Nach den Plänen von Schulministerin Dorothee Feller (CDU) sollen manche von ihnen jetzt die Chance auf eine Festanstellung bekommen. „Ziel ist es, qualifizierte und geeignete Kräfte mit mehrjähriger Unterrichtserfahrung, die ihre berufliche Zukunft im Schuldienst sehen, für eine Dauerbeschäftigung als Lehrkraft zu gewinnen“, hieß es aus ihrem Ministerium.

Das Angebot richtet sich an Vertretungslehrkräfte an Grund- und Förderschulen sowie an Schulformen ohne Oberstufe, die unter anderem mindestens einen Bachelorabschluss und drei Jahre Unterrichtserfahrung haben. Sie sollen voraussichtlich ab Mai entsprechende Anträge stellen können. Wie viele Leute man auf diese Weise gewinnen könnte, davon gibt es beim Land zunächst keine Vorstellung.
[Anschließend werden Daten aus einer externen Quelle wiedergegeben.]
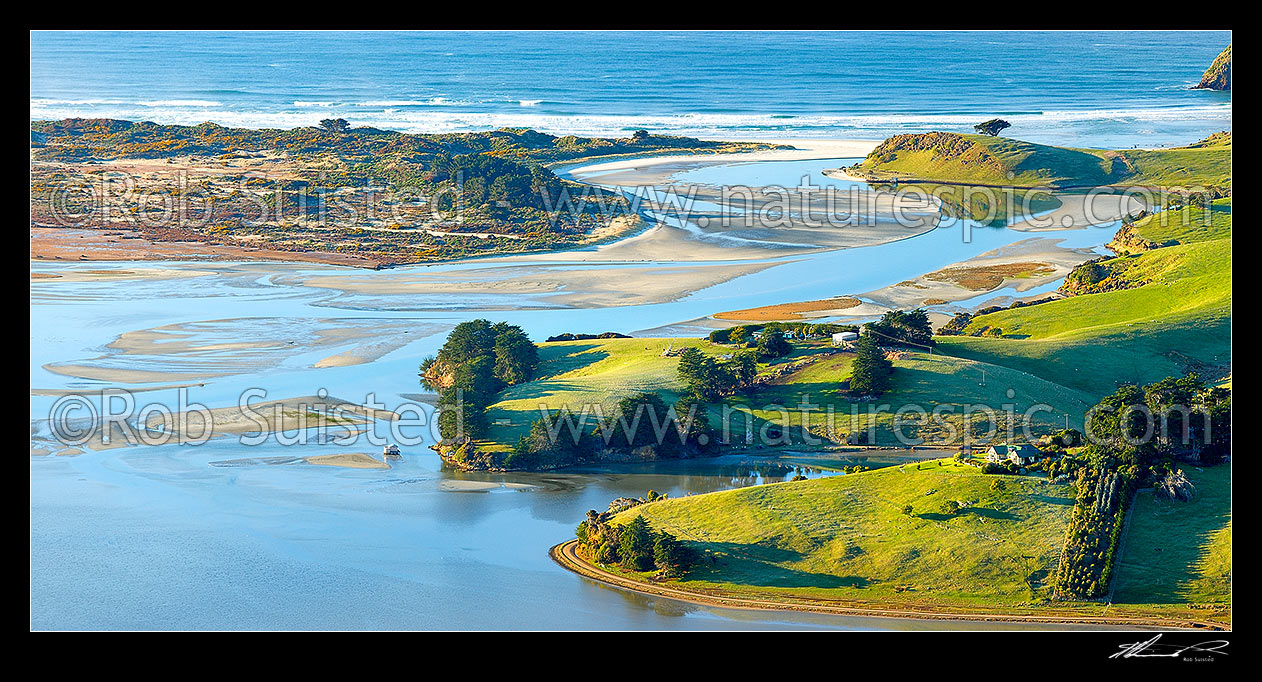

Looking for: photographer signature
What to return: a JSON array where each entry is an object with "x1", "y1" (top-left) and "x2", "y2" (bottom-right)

Elternvertretungen sehen den Ansatz positiv. „In den nächsten sieben Jahren sind wir froh über jede Hand, die uns hilft“, sagt der Vorsitzende der Landeselternkonferenz NRW, Christian Beckmann. Die Schulen könnten selbst entscheiden, was in Personalfragen für sie sinnvoll ist. „Und das Arbeitsklima verbessert sich auch, wenn Leute nicht mehr um ihre Posten bangen müssen.“

Die Bildungsgewerkschaft GEW warnt allerdings vor Fehlentwicklungen. „Wir brauchen die Menschen“, sagt die Landesvorsitzende Ayla Çelik. Aber wenn ungelernte Kräfte Stellen belegten, auf denen eigentlich ausgebildete Lehrerinnen und Lehrer sitzen sollten, dann sei das ein Problem. „Wir müssen darauf achten, dass keine Deprofessionalisierung stattfindet“, so Çelik. Die Leute müssten zumindest gut nachqualifiziert werden.
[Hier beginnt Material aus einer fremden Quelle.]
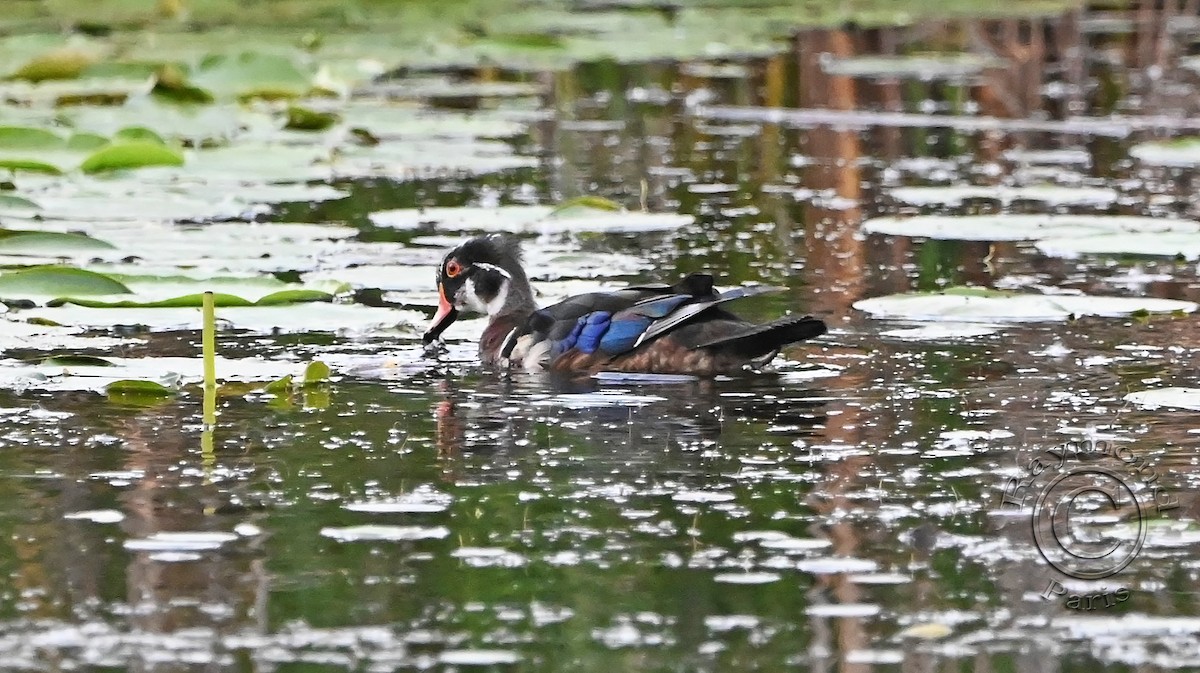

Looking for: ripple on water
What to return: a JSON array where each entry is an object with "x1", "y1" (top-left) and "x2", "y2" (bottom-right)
[
  {"x1": 796, "y1": 557, "x2": 879, "y2": 574},
  {"x1": 438, "y1": 649, "x2": 521, "y2": 665},
  {"x1": 63, "y1": 509, "x2": 125, "y2": 523},
  {"x1": 319, "y1": 525, "x2": 451, "y2": 542},
  {"x1": 123, "y1": 532, "x2": 239, "y2": 552},
  {"x1": 713, "y1": 572, "x2": 782, "y2": 584}
]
Positiv sieht man bei der Gewerkschaft die arbeitnehmerrechtlichen Aspekte. Die GEW hat Klagen von Vertretungslehrkräften unterstützt, die sich in prekären Beschäftigungsverhältnissen gefangen fanden. So gibt es in dem System viele Kettenverträge: Eine befristete Anstellung reiht sich an die nächste. Wegen des unsicheren Status könnten sich Betroffene zudem schlechter gegen Überforderung wehren, erklärt Markus Peiter, Fachmann bei der GEW für die Thematik. Besonders schwierig sei das gerade dort, wo die Personalnot am größten sei: „Das erhöht natürlich den Druck auf die Schwächsten in der Kette, und das sind die Referendare und Vertretungslehrkräfte.“ Auch litten viele unter dem Gefühl, ihren Aufgaben fachlich und pädagogisch nicht gewachsen zu sein. „Ohne Fortbildungen wird ein Großteil dieser Menschen überlastet“, fürchtet Peiter.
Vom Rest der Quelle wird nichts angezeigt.